It won't if they're robo calls Robert. They auto dial.


----------



## Irwin (Dec 24, 2020)

I have two ringtones -- one for people and places I know, and another for all the rest, which I don't answer. It's just kind of a bubbly sound, so it's not too audible. I could always switch it with a silent tone if spam calls get too bad. If it's a legit call, they can just leave a message.


----------



## jujube (Dec 24, 2020)

I get "your auto warranty has expired" calls every couple of days.  It's a different number every time, so blocking it doesn't do any good.


----------



## Happy Joe (Jan 17, 2021)

I got tired of scam and robocalls so I keep the land line unplugged during weekdays unless I need a connection for secure (two factor) logins.
If I get a cell call from the aforementioned hairballs; I block the number forever after... once you answer a scam/robocall your name and number goes into a database and is sold to the other, international, scum of the earth; so if you do not recognize a number do not answer it; if this bothers you you can try looking the number up online but this is often not good for much.

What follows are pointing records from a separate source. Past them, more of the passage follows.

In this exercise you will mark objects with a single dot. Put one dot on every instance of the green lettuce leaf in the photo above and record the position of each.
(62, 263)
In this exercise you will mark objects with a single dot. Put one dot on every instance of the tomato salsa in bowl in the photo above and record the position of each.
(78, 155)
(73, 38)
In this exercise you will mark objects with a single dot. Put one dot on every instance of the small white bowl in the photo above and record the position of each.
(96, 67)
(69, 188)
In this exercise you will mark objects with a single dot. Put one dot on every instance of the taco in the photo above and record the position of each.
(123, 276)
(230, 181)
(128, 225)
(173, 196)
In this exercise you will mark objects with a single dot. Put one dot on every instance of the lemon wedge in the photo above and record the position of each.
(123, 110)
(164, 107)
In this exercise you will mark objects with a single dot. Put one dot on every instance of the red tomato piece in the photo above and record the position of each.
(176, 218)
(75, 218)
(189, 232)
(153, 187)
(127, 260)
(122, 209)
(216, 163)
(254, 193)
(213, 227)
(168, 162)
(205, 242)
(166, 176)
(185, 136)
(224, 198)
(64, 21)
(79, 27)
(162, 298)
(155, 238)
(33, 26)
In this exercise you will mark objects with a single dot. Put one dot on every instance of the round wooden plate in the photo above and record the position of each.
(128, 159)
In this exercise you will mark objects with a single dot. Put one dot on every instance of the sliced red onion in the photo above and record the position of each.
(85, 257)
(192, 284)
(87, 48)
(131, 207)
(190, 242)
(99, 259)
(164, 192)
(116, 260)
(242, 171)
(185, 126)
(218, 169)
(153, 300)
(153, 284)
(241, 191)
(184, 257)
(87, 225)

I have heard that there are blacklist apps othat can filter out this type of caller but since I got a smart phone with blocking capability it does not seem necessary.

Enjoy!


----------



## Jeni (Jan 17, 2021)

I often wonder why they keep doing these calls etc but they must get a payoff ... I wonder how many people answer the call or click on some random link in email  etc ...... must be enough to make it worth it....

every invention to block these things.... there seems to be a work around... I get weird texts that are not even the full amount of # for a phone number....... but they all seem to come from area code 410........ often in middle of night.   
i have blocked so many i lost count.


----------